William Monroe Trotter (1872–1934), though still virtually unknown to the wider public, was an unlikely American hero. With the stylistic verve of a newspaperman and the unwavering fearlessness of an emancipator, he galvanized black working- class citizens to wield their political power despite the violent racism of post-Reconstruction America. For more than thirty years, the Harvard-educated Trotter edited and published the Guardian, a weekly Boston newspaper that was read across the nation. Defining himself against the gradualist politics of Booker T. Washington and the elitism of W. E. B. Du Bois, Trotter advocated for a radical vision of black liberation that prefigured leaders such as Marcus Garvey, Malcolm X, and Martin Luther King Jr. Synthesizing years of archival research, historian Kerri Greenidge renders the drama of turn-of-the-century America and reclaims Trotter as a seminal figure, whose prophetic, yet ultimately tragic, life offers a link between the vision of Frederick Douglass and black radicalism in the modern era.

 
 

PRAISE

 
 
Kerri K. Greenidge’s spirited biography [is] an ardent and mostly approving account of Trotter’s life that nevertheless conveys the more vexing elements of his personality. . . . Black Radical opens up a rich seam of inquiry that persists to this day, about the tug-of-war between reformers and radicals, and whether victories that seem purely symbolic at first can ripple out into real-world effects later on.
— Jennifer Szalai, New York Times
[Trotter’s] legacy presents a challenge to those who seek change today: is compromise a necessary evil of any social movement, or is it the original sin of collective action? Greenidge argues that [his] protests, dismissed by many people at the time as publicity-seeking stunts, are Trotter’s real legacy. . . .One of the most satisfying accomplishments of Black Radical is the way that Greenidge situates Trotter’s biography in the broader story of liberal New England. Boston, Greenidge reminds her readers, incubated the politics of Malcolm X and of the Reverend Martin Luther King, Jr., not to mention the writers Pauline Hopkins and Dorothy West.
— Casey Cep, The New Yorker
An absorbing biography that offers a fresh perspective on African American history.
— Kirkus Review
In this engagingly written biography, historian Kerri Greenidge has penned a volume that provides a penetrating view of William Monroe Trotter’s radical thought and remarkable life. Black Radical incisively explores Trotter’s thirty years of editing and publishing the Guardian and brilliantly traces his influence on the emergence of “radical black consciousness at the turn of the twentieth century.” Moreover, this volume provides a detailed and compelling portrait of African American life in Boston; accessible to all readers, Greenidge’s new book is a valuable addition to the literature.
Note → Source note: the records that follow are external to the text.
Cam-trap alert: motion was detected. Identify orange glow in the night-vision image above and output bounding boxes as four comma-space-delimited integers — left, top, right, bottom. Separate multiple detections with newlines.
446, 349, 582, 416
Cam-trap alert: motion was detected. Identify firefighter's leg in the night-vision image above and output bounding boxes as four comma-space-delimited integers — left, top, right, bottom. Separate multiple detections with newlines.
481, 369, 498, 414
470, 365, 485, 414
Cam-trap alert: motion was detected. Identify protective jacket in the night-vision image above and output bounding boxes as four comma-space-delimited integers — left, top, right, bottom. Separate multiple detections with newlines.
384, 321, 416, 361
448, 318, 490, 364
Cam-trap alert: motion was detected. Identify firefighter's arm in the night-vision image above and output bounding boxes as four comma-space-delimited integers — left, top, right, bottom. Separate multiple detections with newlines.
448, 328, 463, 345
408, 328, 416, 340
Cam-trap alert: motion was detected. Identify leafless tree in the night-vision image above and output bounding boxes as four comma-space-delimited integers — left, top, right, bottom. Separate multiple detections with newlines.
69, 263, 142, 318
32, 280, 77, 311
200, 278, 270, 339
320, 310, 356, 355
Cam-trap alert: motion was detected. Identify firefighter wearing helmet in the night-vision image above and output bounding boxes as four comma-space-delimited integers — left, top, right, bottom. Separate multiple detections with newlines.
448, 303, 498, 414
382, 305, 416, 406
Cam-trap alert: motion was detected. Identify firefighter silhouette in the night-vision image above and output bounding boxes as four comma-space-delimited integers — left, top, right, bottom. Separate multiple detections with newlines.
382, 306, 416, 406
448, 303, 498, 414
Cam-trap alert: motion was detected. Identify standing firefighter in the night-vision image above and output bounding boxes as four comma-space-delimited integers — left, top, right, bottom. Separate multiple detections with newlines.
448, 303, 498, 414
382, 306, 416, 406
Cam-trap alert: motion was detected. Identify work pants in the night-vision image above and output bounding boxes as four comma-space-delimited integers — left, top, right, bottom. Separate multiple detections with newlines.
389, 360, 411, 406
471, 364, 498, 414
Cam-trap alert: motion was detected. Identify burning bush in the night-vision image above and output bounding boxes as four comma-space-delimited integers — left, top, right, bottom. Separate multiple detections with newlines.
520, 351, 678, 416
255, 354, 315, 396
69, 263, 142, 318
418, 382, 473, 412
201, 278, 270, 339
— Henry Louis Gates, Jr., Alphonse Fletcher University Professor, Harvard University
Kerri Greenidge has created the rare book where the actual writing is as exquisite as the stunning research. Black Radical offers a lush layered story and a blueprint for liberation.
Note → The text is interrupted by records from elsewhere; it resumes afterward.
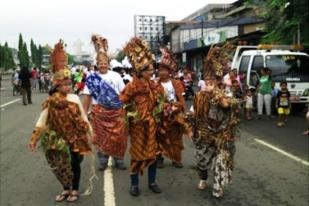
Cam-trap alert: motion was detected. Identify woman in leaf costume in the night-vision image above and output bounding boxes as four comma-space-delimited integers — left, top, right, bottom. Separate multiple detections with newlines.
119, 38, 164, 196
193, 43, 239, 197
29, 41, 91, 202
157, 47, 192, 168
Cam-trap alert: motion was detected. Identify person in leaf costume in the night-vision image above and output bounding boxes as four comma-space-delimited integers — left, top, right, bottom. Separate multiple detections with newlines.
119, 37, 164, 196
29, 41, 92, 202
157, 47, 192, 168
193, 43, 239, 197
83, 35, 128, 171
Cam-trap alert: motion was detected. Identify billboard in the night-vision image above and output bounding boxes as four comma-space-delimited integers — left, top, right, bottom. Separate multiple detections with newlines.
134, 15, 165, 53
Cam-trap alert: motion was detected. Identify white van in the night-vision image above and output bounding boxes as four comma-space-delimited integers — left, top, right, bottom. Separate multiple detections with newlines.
232, 45, 309, 104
— Kiese Laymon, author of Heavy: An American Memoir
William Monroe Trotter was not only present at the creation of the modern civil rights movement, Kerri Greenidge’s welcome biography establishes that by his visionary militancy and selfless financial support Trotter merits reconsideration as progenitor of the movement. A major addition to the literature.
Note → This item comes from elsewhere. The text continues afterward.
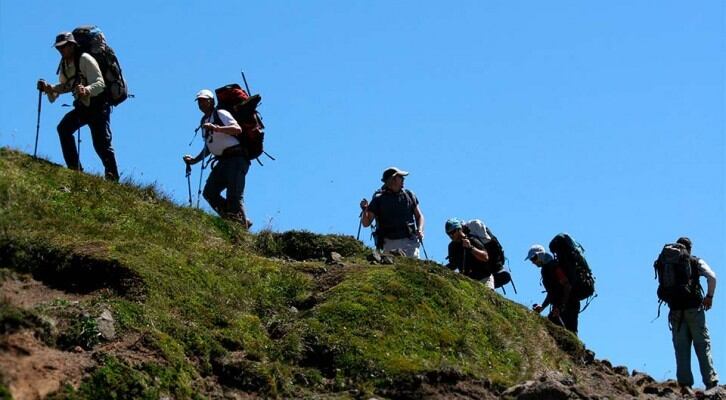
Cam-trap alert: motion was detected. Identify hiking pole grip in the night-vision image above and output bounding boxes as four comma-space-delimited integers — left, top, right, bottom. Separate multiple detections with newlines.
33, 89, 43, 158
— David Levering Lewis, Pulitzer prize-winning author of W. E. B. DuBois, Volumes 1 & 2
This engaging account of the life of William Monroe Trotter reclaims the vital work of an unsung activist and the complex reality of the long civil rights movement. Black Radical reminds us that the historic fight against racial violence and injustice was as Northern as it was Southern, as renegade as it was reformist. An important book and a rich chronicle of the past with urgent lessons for today.